Stuart left Cash in 1985 to focus on his solo career, though their friendship would continue for the rest of Cash’s life. Columbia Records released a self-titled album in 1986. The hits began when he switched to MCA Records in the late 1980s, as he perfected a style based on the visual and musical appeal of syndicated television shows like “The Porter Wagoner Show” and “The Wilburn Brothers Show” that he had watched as a child. He released seven MCA albums before returning to Columbia for one more in 2003, then forming his own Superlatone Records label.
He became a member of the Grand Ole Opry in 1992. There, he reconnected with his childhood celebrity crush, fellow Opry member Connie Smith, whom he had met when she played Mississippi’s Choctaw Indian Fair in July 1970. The 11-year-old future Hall of Famer took her picture that night and told his momma he was going to marry that girl. Twenty-seven years later to the month, he did. His wife preceded him into the Country Music Hall of Fame by eight years.
As a producer, Stuart has worked with several of his friends, mentors, and heroes, in addition to Cash. He co-produced his wife’s 1998 comeback album and produced another for her in 2011. He also produced Porter Wagoner’s final album, Wagonmaster.
Fittingly, many of his awards have come for his collaborative efforts with other musicians. Stuart has five Grammys, some of which he shares with Asleep at the Wheel, Earl Scruggs, and Travis Tritt.

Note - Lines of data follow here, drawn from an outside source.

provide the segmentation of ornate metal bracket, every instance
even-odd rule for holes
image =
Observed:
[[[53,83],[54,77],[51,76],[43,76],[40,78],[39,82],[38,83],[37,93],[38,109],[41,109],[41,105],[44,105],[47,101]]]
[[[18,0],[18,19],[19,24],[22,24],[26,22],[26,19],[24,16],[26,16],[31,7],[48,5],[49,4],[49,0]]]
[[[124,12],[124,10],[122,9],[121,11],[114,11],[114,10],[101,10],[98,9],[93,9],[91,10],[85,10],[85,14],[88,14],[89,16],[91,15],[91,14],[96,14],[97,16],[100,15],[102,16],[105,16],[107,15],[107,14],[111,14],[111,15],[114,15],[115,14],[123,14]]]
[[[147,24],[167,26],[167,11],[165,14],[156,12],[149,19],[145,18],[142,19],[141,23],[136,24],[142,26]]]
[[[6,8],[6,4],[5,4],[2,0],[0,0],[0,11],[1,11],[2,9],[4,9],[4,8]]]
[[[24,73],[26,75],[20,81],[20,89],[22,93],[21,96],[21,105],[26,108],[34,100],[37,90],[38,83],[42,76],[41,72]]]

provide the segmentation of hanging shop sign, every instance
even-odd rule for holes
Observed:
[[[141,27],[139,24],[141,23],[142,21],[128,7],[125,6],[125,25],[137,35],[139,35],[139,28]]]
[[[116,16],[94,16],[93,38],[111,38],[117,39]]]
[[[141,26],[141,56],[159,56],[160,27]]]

He and Tritt also won the CMA Award for Vocal Event of the Year in 1992 for “This One’s Gonna Hurt You (For a Long, Long Time).” He received a Lifetime Achievement Award for Performance at 2005’s Americana Music Honors and Awards.
He earned a Golden Globe nomination for the score he wrote for the 2000 feature film “All the Pretty Horses.” The Late Night Jam Stuart hosts at the Ryman Auditorium each June has become a highlight of CMA Fest. In 2002, the same year he started the Late Night Jam, he formed the Fabulous Superlatives, recognized as one of the tightest, most exciting — and best dressed — bands in the land. From 2008 to 2014, he hosted a show for RFD-TV in the vein of the old syndicated shows he used to watch with his father.
Since his childhood days, when he would ask visiting musicians for autographs and guitar picks, Stuart has amassed an astounding collection of Country Music memorabilia. In 2016, the Library of Congress announced a collection in his name consisting of hundreds of hours of audio-visual material from his collection. In his hometown of Philadelphia, MS, he is currently developing a Congress of Country Music that bills itself as “home to the largest private collection of Country Music artifacts in the world.”
In 2019, when he was the Country Music Hall of Fame and Museum’s artist-in-residence, he said, “The ultimate destination in the world of Country Music is the Country Music Hall of Fame and Museum. The Hall of Fame is our greatest treasure chest and a place that represents the heart and soul of our culture.”
Stuart exemplifies the heart and soul of this culture and that ultimate destination is now within his reach.